Inevitably though, complexity sometimes simply cannot be avoided if a coherent story is to be told. In view of this, I have tried to keep the main text moving along at a reasonable clip without getting bogged down. Footnotes and Boxes flesh out complex or incidental (but hopefully interesting) details. The boxes can be read in conjunction with the main text or followed up later, if you want to know a little more about, say: why average temperature isn’t; why there was a wee spat amongst climate scientists about a little wooden box in Albert Park; or why radio talk-back hosts don’t understand return periods. Because some of the boxes do get a bit technical, I have given them a complexity code represented by zero to three dragon symbols in the top-right of the boxes (in the spirit of Here Be Dragons). If you get flummoxed by a two or three dragon box, you can at least rest assured that my second- and third-year undergraduate students probably were too.

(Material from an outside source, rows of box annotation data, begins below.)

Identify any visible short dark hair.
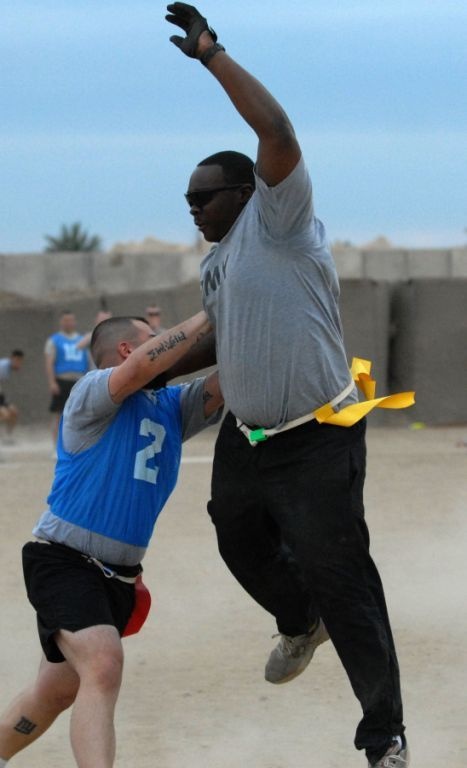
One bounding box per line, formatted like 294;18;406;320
90;315;148;367
198;150;255;188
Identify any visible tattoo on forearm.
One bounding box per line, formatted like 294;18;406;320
14;715;37;736
147;331;186;362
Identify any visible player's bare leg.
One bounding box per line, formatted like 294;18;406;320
0;657;79;764
57;625;123;768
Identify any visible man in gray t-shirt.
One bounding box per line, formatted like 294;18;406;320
166;3;408;768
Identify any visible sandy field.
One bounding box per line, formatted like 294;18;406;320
0;424;467;768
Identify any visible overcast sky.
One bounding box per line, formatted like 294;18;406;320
0;0;467;253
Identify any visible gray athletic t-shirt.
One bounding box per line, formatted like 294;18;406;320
201;152;357;427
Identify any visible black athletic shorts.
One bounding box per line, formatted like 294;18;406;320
49;379;76;413
23;541;142;662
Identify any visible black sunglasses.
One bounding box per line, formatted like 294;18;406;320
185;184;244;208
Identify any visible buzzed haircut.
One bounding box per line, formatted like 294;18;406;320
198;150;255;188
90;316;148;367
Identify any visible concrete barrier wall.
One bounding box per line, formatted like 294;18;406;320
0;244;467;300
390;279;467;424
0;282;202;423
0;279;467;425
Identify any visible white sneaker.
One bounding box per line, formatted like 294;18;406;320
368;736;410;768
264;619;329;684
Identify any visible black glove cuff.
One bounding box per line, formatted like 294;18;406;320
199;43;225;67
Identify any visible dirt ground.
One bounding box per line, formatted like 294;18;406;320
0;424;467;768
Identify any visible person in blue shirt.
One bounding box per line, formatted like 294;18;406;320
44;309;89;444
0;312;222;768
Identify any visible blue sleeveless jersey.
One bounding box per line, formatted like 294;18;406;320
51;333;89;376
47;386;182;547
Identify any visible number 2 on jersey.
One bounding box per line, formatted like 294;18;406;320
133;419;166;485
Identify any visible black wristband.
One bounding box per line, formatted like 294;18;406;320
199;43;225;67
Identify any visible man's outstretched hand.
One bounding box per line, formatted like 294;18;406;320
165;3;217;59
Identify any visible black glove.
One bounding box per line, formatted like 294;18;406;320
165;3;217;59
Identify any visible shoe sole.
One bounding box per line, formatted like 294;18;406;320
264;629;330;685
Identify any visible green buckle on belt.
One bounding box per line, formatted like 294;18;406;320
248;427;268;443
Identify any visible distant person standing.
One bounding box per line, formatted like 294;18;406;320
146;306;169;335
0;349;24;444
44;309;89;442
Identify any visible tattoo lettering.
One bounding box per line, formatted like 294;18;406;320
147;331;186;362
14;716;37;736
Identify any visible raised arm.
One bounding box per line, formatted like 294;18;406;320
166;3;301;186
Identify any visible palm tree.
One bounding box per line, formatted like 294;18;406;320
44;221;102;253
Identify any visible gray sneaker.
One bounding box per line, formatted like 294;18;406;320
264;619;329;684
368;736;410;768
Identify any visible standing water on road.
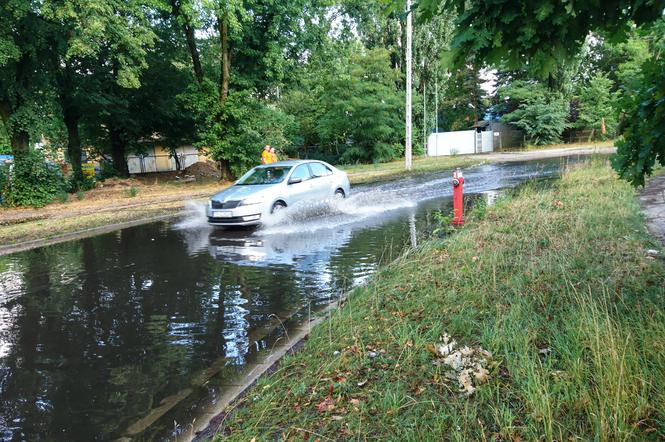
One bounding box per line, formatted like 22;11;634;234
0;159;592;441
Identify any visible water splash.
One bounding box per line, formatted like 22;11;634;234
257;189;417;235
173;201;210;230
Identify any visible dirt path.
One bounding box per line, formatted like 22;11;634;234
640;174;665;246
0;146;614;256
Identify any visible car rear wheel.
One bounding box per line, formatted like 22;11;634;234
270;201;286;213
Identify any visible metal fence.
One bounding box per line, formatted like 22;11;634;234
127;153;199;173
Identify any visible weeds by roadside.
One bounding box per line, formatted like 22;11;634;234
215;160;665;441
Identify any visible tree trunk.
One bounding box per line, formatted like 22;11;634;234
0;100;30;156
217;16;231;106
184;22;203;85
219;160;234;181
63;108;83;182
9;130;30;156
109;127;129;177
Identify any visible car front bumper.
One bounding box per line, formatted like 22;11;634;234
206;205;262;226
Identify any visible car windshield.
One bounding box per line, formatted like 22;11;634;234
236;166;291;186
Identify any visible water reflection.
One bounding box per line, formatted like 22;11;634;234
0;157;592;441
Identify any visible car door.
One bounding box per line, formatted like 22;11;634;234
288;163;313;204
309;163;334;199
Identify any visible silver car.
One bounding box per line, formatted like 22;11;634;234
206;160;351;226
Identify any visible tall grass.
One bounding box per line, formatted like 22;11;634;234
215;159;665;441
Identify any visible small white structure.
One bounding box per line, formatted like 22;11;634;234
427;130;494;157
127;146;203;174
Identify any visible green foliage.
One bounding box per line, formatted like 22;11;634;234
612;22;665;186
418;0;663;75
432;210;455;237
125;186;139;198
575;73;618;139
283;45;404;163
0;151;65;207
66;172;95;193
499;80;568;145
190;91;294;177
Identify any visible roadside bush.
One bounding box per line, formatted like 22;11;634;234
67;173;95;193
0;151;66;207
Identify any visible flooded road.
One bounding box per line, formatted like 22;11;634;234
0;158;588;441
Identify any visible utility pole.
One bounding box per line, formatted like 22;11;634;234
434;70;439;133
423;79;427;156
404;0;413;170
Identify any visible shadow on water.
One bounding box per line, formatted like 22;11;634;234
0;160;596;441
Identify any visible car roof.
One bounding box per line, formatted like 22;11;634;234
257;160;323;167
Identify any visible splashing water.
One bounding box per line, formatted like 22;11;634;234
173;201;211;230
260;190;416;235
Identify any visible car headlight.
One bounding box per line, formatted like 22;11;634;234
240;196;263;206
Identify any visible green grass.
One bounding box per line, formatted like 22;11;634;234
218;162;665;441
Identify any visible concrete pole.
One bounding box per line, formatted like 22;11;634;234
404;0;413;170
423;80;427;156
434;69;439;155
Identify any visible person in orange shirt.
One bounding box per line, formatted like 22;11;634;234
261;144;274;164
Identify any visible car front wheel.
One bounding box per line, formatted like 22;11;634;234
270;201;286;213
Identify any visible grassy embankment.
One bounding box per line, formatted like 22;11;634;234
214;164;665;441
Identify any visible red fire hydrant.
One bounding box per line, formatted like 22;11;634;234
453;167;464;226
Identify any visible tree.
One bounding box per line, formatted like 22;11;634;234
419;0;665;184
419;0;665;75
0;0;55;156
575;74;618;138
613;20;665;186
498;80;568;144
319;49;403;162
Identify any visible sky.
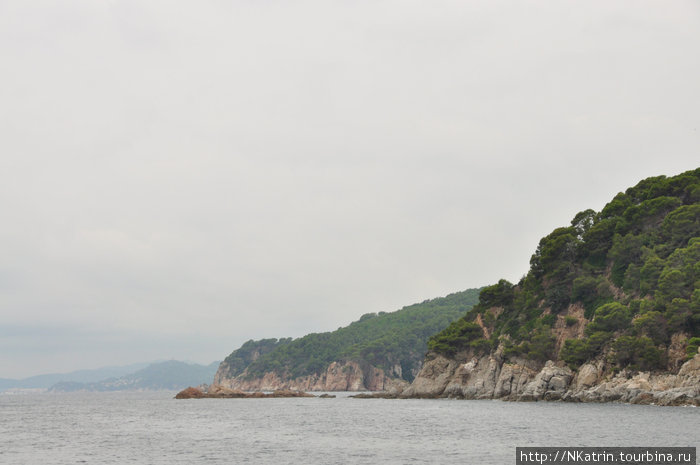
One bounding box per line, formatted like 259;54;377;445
0;0;700;378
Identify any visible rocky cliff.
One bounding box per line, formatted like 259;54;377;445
214;361;408;392
400;345;700;406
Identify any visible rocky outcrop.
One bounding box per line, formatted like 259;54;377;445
400;347;700;406
175;386;316;399
213;361;408;392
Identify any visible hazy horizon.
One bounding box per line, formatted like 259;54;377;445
0;0;700;378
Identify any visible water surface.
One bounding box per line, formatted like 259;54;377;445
0;392;700;465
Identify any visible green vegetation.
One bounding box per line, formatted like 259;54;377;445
428;168;700;370
224;289;479;381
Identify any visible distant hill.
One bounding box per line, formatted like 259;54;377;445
50;360;219;392
0;363;148;392
215;289;479;390
428;168;700;370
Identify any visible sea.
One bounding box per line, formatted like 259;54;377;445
0;391;700;465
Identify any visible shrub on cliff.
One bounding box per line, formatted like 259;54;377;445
430;168;700;369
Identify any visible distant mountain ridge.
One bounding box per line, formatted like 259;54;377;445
49;360;219;392
0;363;149;392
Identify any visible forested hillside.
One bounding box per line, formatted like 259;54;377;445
219;289;479;381
428;168;700;371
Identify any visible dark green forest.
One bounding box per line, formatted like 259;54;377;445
428;168;700;370
224;289;479;381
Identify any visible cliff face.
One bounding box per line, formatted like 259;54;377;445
214;361;408;392
401;346;700;406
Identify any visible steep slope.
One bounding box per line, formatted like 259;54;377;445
0;363;148;392
403;169;700;404
214;289;479;390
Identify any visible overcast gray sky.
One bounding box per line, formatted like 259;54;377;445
0;0;700;377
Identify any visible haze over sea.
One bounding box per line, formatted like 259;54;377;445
0;391;700;465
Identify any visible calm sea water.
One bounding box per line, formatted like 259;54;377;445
0;392;700;465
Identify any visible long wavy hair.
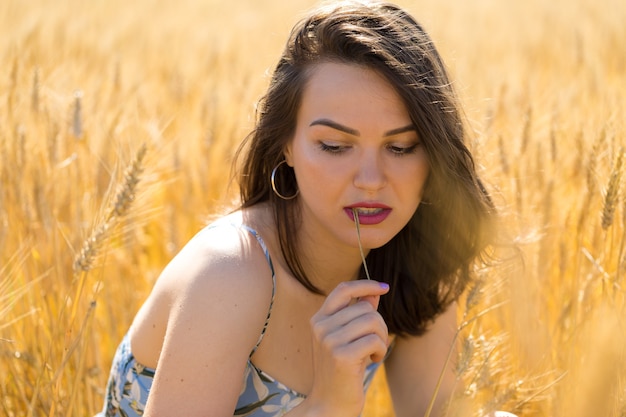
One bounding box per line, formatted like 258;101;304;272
237;1;495;335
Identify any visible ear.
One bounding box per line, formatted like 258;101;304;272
283;141;293;168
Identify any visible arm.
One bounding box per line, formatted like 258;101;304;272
385;304;457;417
288;280;388;417
144;228;272;417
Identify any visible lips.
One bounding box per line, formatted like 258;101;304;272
344;203;391;225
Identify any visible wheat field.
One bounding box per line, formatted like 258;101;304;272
0;0;626;417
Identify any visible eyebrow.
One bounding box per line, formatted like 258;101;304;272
309;119;416;137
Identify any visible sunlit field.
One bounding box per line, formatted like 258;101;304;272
0;0;626;417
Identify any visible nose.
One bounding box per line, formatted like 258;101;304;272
354;150;387;191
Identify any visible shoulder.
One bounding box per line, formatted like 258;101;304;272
141;210;273;415
159;213;272;301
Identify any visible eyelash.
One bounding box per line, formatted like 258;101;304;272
320;142;419;156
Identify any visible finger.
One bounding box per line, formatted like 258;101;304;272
313;302;389;350
337;334;387;362
359;295;380;310
320;280;389;314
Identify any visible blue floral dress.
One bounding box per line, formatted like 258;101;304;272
97;225;380;417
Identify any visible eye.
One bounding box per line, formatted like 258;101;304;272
319;141;349;154
387;143;419;156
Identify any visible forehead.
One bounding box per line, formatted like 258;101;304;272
298;62;410;127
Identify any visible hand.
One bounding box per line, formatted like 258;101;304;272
308;280;389;416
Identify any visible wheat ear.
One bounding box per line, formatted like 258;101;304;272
602;149;624;230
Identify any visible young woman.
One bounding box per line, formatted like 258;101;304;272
101;2;493;417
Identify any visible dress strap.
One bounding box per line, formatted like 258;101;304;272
237;224;276;359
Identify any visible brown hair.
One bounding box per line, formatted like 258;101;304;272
238;2;494;335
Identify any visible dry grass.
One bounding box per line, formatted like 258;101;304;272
0;0;626;417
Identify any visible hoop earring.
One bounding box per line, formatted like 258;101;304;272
270;159;300;200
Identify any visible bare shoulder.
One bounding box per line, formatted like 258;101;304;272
159;210;272;330
140;210;280;415
131;210;272;366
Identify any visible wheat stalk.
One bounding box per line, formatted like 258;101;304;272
602;149;624;230
352;208;371;279
74;144;147;274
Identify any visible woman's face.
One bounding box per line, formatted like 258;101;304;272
285;63;429;249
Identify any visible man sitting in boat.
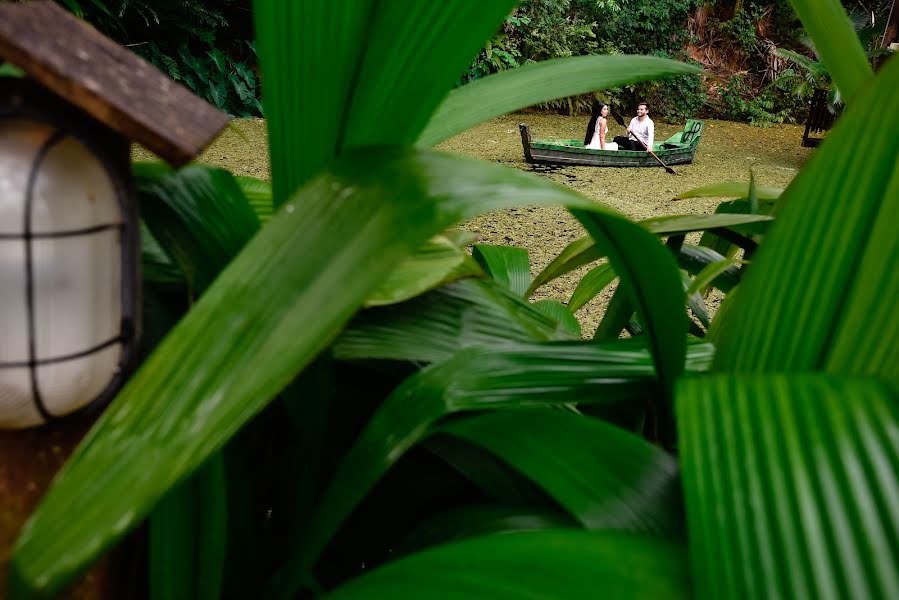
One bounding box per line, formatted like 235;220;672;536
584;101;618;150
615;102;656;150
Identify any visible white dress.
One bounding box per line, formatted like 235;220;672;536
586;120;618;150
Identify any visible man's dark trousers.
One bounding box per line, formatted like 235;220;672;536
612;135;646;152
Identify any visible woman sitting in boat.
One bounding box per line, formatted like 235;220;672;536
584;102;618;150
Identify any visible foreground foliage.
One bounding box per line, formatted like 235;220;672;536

The basic structure of the book is from past to future. However, it starts with a look at the fundamentals of Auckland’s climate, as context for future projections. For example, it makes sense to discuss how El Niños will affect Auckland’s climate in a warmer world in the context of understanding how they have impacted us over the last several decades. Chapter One then can be seen as a bit like formalisation of your inner climatologist knowledge.
Just as understanding our present climate helps place future projections in context, so does knowledge of the past. There are two points I want to make in this context. First, climate is characterised by change and variability at all time scales, which will be influenced by human-caused global warming (e.g. how future El Niño events impact us) but will still be with us. Second, because we have some knowledge of the scale of past climate change and its impacts, especially the environmental convulsions associated with repeating glacial to inter-glacial cycles, we therefore have some basis for determining the significance of projected future changes.
Related to the last point, knowledge of past climate change and variability also informs our understanding of how Auckland’s future is likely to evolve. For example, we know that Auckland’s climate is significantly affected by sub-tropical influences, such as those atmospheric rivers that bring summer deluges. Studying the past tells us how tropical influences have waxed and waned with global warmth. Projections of future climate derived from climate modelling are most credible if they are consistent with what the past tells us.
Some of the material in this book comes from my own research, with colleagues, on Auckland’s climate over the last 40 years, especially that related to climate reconstruction from kauri tree rings, deluges, droughts, and water resources. Other material is distilled from the publications of other climate scientists, notably those at crown research institutions and the universities. I have taken a minimalist approach to referencing, but links to key sources are provided in the footnotes and in a Figure Credits section at the end of the book. Most of the references are papers written for scientific journals. I have attempted to pick the eyes out of these and present the key information in a way appropriate for a lay audience. I hope that I have not misrepresented or trivialised the important work of my colleagues!
Special thanks to those colleagues who took time out of their busy lives to check one or more chapters for howlers: Paul Augustinus, Gretel Boswijk, Andrew Lorrey, and Rewi Newnham. And to my family for keeping my English under control, stopping me getting too engrossed in the science, and for at least pretending to find my attempts at humour remotely funny.